New Jersey law expands reporting of medical errors
■ The law shields both actual and near mistakes from legal discovery.
By Andis Robeznieks — Posted May 17, 2004
A conversation about medical liability reform between the head of the New Jersey Dept. of Health and Senior Services and a state senator reportedly led to a new state law that shields analysis and discussions of medical errors from legal discovery.
"They were talking about the medical malpractice insurance crisis and how they can help doctors, when someone said 'Why don't we get to the meat of the problem: Reducing medical errors?' " said Laurie Cancialosi, chief of staff for state Sen. Joseph Vitale, sponsor of the New Jersey Patient Safety Act. "So that conversation was the impetus for this."
The new law allows for more open discussion of why medical errors occurred and how to prevent them from happening again. Some experts, however, are saying that the impact of medical-error reporting laws is unknown and underreporting remains a serious issue in many states.
The New Jersey law, enacted April 27, calls for reporting "serious, preventable adverse events" to the state and to patients or family/guardians.
It also allows for confidential, anonymous reporting of near misses, and shields analysis of the errors and near misses from being used as evidence. Although private medical practices are excluded, the law extends beyond the traditional hospital setting to include outpatient clinics, nursing homes and diagnostic centers.
Except for private practice physician offices, New Jersey "health care facilities" must create patient-safety plans and assemble patient-safety committees. It will be the committees' job to analyze errors and near misses, look for ways to apply evidence-based patient-safety practices and conduct staff patient-safety training.
Medical Society of New Jersey spokesman John Shaffer said the law's requirements will create a burden for doctors, but came with a compromise that shielded error analysis and discussion from discovery.

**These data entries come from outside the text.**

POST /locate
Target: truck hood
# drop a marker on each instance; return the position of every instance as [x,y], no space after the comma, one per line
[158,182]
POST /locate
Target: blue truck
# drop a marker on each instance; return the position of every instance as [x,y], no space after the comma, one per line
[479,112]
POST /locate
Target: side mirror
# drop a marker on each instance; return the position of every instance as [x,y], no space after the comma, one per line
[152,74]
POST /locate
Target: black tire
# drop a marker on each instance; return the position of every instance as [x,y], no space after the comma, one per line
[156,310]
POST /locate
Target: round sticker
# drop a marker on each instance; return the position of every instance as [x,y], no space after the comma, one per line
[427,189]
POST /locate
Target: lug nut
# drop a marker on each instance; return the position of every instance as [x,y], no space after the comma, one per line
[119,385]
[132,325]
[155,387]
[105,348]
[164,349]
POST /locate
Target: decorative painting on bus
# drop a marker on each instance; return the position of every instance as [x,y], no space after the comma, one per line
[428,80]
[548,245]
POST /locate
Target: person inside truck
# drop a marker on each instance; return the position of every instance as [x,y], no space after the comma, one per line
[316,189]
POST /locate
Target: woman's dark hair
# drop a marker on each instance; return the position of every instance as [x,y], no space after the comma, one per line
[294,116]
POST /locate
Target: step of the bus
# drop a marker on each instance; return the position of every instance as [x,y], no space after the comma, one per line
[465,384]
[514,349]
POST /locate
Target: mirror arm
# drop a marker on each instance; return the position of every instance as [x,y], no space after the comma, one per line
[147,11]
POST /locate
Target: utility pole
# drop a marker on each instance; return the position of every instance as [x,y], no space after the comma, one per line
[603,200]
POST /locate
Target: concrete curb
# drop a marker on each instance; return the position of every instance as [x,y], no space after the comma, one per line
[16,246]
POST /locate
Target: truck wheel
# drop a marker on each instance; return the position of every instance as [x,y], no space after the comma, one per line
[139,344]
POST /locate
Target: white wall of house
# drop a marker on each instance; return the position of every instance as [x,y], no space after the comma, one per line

"We acknowledge that it creates more responsibility for physicians, but we accept that for two reasons: One, it's the right thing to do to work on the systems to prevent future medical errors; and two, in the fight for medical liability and tort reform, there has to be some acknowledgment that you have to meet in the middle," Shaffer explained. "When you look at the flipside, that they almost made this discoverable, we'll take the extra reporting burden."
New Jersey becomes the 18th state to enact such a shield. According to the New Jersey Hospital Assn., before the passage of the law, New Jersey and Kentucky shared the distinction of having the weakest legal protection for quality-improvement reporting, leading to an environment where there was little willingness to engage in candid discussions about errors.
National Conference of State Legislatures Program Manager Kala Ladenheim said the New Jersey law signals a swinging of the patient-safety pendulum, which had moved toward a blameless environment that looked at aggregate data and systems. She said the pendulum is now swinging slightly back to analyzing individual events, but with a different style.
"When I first got in this field in the '70s and '80s, it was totally shame and blame," she said. "You'd have to stand up and say 'This is what I did wrong.' "
While 21 states have some type of mandatory reporting system for medical errors, a report issued last fall by the National Academy of State Health Policy concluded: "There is no evidence to show what level of data disclosure advances the patient safety agenda," and underreporting of errors limits the accuracy of the data.
"The data is not as good as it needs to be, and that's a real concern," said Jill Rosenthal, one of the study's authors and a NASHP project manager. "A couple of states are really having budget crises, and they don't have the resources to do anything but collect the data. Collecting the data, but not using it, is not very useful."